Alberto and Elena Cortina Foundation
- Founded: 11 July 2011
- Founder: Alberto Cortina and Elena Cué
- Location: Madrid, Spain;
- Region served: Haiti, Spain
- Owner: Alberto Cortina and Elena Cue
- Website: www.fundacionalbertoyelenacortina.com

= Alberto and Elena Cortina Foundation =

Spanish nonprofit organization

Alberto and Elena Cortina Foundation ("Fundación Alberto y Elena Cortina" in Spanish) is a nonprofit organization, of Spanish nationality, founded by Alberto Cortina and his wife Elena Cué, on July 8, 2011.

The foundation goal is to promote, create, develop and aid individuals and projects with all kinds of charity and education aims, and with a special focus on children. The funds used by the Foundation for the development, management and maintenance of projects come exclusively from contributions from the two founding partners, Mr. Alberto Cortina and Mrs. Elena Cue Cortina.

== Projects ==
===Haiti===
In Haiti, the foundation provided assistance to families affected by the earthquake of 2010, in the refugee camp of Tabarre ( in the outskirts of Puerto Príncipe), The foundation helped more than 1200 people, 400 of whom were children.

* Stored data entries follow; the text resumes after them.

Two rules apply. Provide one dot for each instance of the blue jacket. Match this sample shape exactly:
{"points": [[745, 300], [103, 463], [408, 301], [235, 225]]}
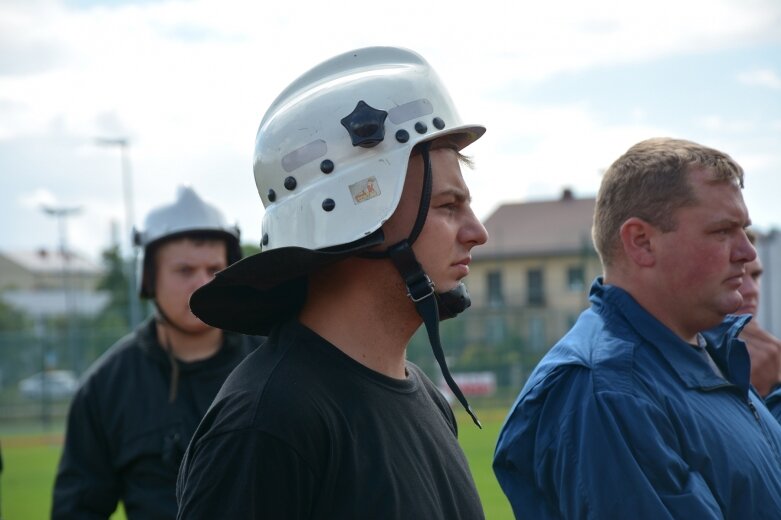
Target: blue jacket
{"points": [[623, 419], [773, 402]]}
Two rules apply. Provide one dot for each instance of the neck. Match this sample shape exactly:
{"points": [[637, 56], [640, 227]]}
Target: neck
{"points": [[360, 306], [187, 346], [654, 302]]}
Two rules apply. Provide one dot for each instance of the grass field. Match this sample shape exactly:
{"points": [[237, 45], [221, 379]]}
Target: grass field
{"points": [[30, 461]]}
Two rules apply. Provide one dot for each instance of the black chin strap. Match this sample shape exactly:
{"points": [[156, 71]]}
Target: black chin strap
{"points": [[421, 291], [420, 288]]}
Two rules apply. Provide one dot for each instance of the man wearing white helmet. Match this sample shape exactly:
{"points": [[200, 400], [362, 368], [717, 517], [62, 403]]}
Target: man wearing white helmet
{"points": [[367, 234], [138, 405]]}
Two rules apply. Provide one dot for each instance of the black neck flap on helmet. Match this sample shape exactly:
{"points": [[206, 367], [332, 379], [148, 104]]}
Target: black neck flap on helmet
{"points": [[365, 128]]}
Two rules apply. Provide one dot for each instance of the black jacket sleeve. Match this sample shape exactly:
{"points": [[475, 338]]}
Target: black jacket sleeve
{"points": [[86, 485]]}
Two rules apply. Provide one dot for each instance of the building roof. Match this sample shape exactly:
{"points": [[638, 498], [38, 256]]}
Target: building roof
{"points": [[539, 228], [57, 303], [45, 261]]}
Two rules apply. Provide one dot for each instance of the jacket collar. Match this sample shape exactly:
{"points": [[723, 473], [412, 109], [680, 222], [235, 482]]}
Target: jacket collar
{"points": [[691, 367]]}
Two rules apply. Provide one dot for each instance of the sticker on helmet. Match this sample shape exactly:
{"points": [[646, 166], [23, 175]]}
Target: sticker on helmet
{"points": [[364, 190]]}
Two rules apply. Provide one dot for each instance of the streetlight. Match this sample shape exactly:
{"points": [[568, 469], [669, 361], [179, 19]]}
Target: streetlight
{"points": [[127, 192], [61, 213]]}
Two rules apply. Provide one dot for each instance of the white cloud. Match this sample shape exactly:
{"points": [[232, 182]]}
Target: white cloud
{"points": [[38, 199], [761, 78], [188, 82]]}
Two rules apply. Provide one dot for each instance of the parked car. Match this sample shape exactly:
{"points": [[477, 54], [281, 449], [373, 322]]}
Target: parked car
{"points": [[56, 384]]}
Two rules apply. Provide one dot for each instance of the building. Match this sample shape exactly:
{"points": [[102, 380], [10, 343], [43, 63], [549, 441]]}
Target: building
{"points": [[47, 270], [530, 281]]}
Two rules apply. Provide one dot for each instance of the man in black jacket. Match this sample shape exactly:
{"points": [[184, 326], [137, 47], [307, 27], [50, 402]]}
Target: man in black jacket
{"points": [[138, 405]]}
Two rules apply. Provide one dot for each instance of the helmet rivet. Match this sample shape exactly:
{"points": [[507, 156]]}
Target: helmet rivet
{"points": [[327, 166]]}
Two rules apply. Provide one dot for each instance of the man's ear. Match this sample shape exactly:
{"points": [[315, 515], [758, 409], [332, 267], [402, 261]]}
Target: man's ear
{"points": [[637, 240]]}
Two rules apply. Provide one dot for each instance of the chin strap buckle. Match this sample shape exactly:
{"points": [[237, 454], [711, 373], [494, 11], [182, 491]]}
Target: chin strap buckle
{"points": [[421, 288]]}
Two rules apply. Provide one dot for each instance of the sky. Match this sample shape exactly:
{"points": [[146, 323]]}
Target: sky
{"points": [[563, 87]]}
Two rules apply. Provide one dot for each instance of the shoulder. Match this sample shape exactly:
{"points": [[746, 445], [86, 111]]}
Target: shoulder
{"points": [[122, 357]]}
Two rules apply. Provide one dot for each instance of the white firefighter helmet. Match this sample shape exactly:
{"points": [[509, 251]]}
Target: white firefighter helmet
{"points": [[332, 151], [189, 215]]}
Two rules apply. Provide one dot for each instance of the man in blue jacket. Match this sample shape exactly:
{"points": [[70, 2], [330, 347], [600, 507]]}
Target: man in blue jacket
{"points": [[636, 413]]}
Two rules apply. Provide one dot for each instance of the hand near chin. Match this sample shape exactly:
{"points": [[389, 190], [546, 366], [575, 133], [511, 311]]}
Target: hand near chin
{"points": [[765, 352]]}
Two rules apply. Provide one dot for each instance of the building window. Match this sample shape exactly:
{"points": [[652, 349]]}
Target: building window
{"points": [[537, 333], [536, 294], [575, 278], [495, 295], [495, 329]]}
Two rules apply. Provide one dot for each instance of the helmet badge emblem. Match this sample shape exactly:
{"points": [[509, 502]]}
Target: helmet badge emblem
{"points": [[366, 125]]}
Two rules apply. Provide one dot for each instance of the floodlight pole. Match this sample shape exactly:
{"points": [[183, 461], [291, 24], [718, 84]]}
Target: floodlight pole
{"points": [[61, 213], [134, 311]]}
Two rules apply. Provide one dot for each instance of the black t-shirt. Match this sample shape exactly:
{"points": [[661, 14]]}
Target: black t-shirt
{"points": [[301, 430]]}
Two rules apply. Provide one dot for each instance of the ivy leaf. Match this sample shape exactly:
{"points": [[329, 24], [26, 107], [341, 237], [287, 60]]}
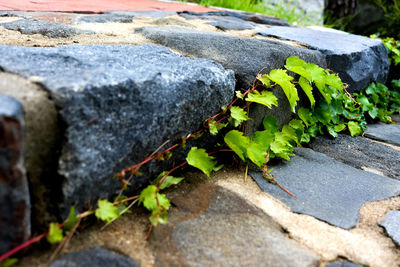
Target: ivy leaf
{"points": [[237, 142], [339, 127], [266, 98], [264, 80], [148, 197], [163, 201], [198, 157], [239, 115], [334, 81], [106, 211], [71, 220], [307, 88], [296, 65], [215, 126], [284, 80], [55, 234], [354, 128], [263, 138], [170, 180], [270, 124]]}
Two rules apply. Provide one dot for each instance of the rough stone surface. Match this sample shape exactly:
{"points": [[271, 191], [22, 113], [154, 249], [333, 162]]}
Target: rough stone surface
{"points": [[14, 192], [212, 226], [358, 60], [51, 30], [96, 256], [42, 144], [389, 133], [392, 225], [360, 153], [117, 108], [342, 264], [232, 23], [245, 16], [245, 56], [325, 188]]}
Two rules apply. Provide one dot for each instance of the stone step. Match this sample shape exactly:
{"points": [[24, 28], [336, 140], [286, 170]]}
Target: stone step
{"points": [[136, 81]]}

The Foundation helped by purchasing and distributing food in cooperation with "Mensajeros de la Paz", in child specific nutrition programs, in school support, and in the installation of basic sanitary-higienic facilities.

===Spain===
In Spain the Foundation focuses its efforts on the development of programs to lighten the precarious situation facing so many Spanish families due to the crisis, and in this area, the Foundation carries out the following projects:

- LA CASA DE LA PAZ ("PEACE HOME")- is a health care project aimed at children from different countries, affected by serious diseases that have no possibility of treatment in their home countries.
- HOGAR DE ACOGIDA ("HOME FOR THE SICK")- which works to improve the lives of sick people in Spain without resources, usually affected by rare diseases. They are referred to hospitals, offering médical, psychological aid financed through the Foundation.
- COMEDORES SOCIALES ("COMMUNITY KITCHEN")- located in Madrid, where they offer meals prepared and served a significant number of people in need. Fridays they donate food packs for each family, enough to last for the weekend.
- COMEDOR INVISIBLE ("INVISIBLE KITCHEN")- is a project for the "shameful poor", this are people not used to asking for help, and are ashamed of their poverty. The Foundation aims to help these people that suffer in silence the consequences of the economic crisis by establishing a grocery bag delivery program, without stigmatizing the recipient of the aid.
- MUJERES EN RIESGO DE EXCLUSIÓN SOCIAL ("WOMEN AT RISK OF SOCIAL EXCLUSION")- The Foundation began a program to help women at risk of social exclusion. Through and agreement with Spain's Immigration Head Office, it set up a protocol to help single women, evicted from their homes, in some cases with their children.
The program offers them, free housing, education and counseling. In 2013 Community of Madrid signs a cooperation agreement with Alberto and Elena Cortina Foundation by which they refer women at risk of social exclusion to the foundation's main care Facility.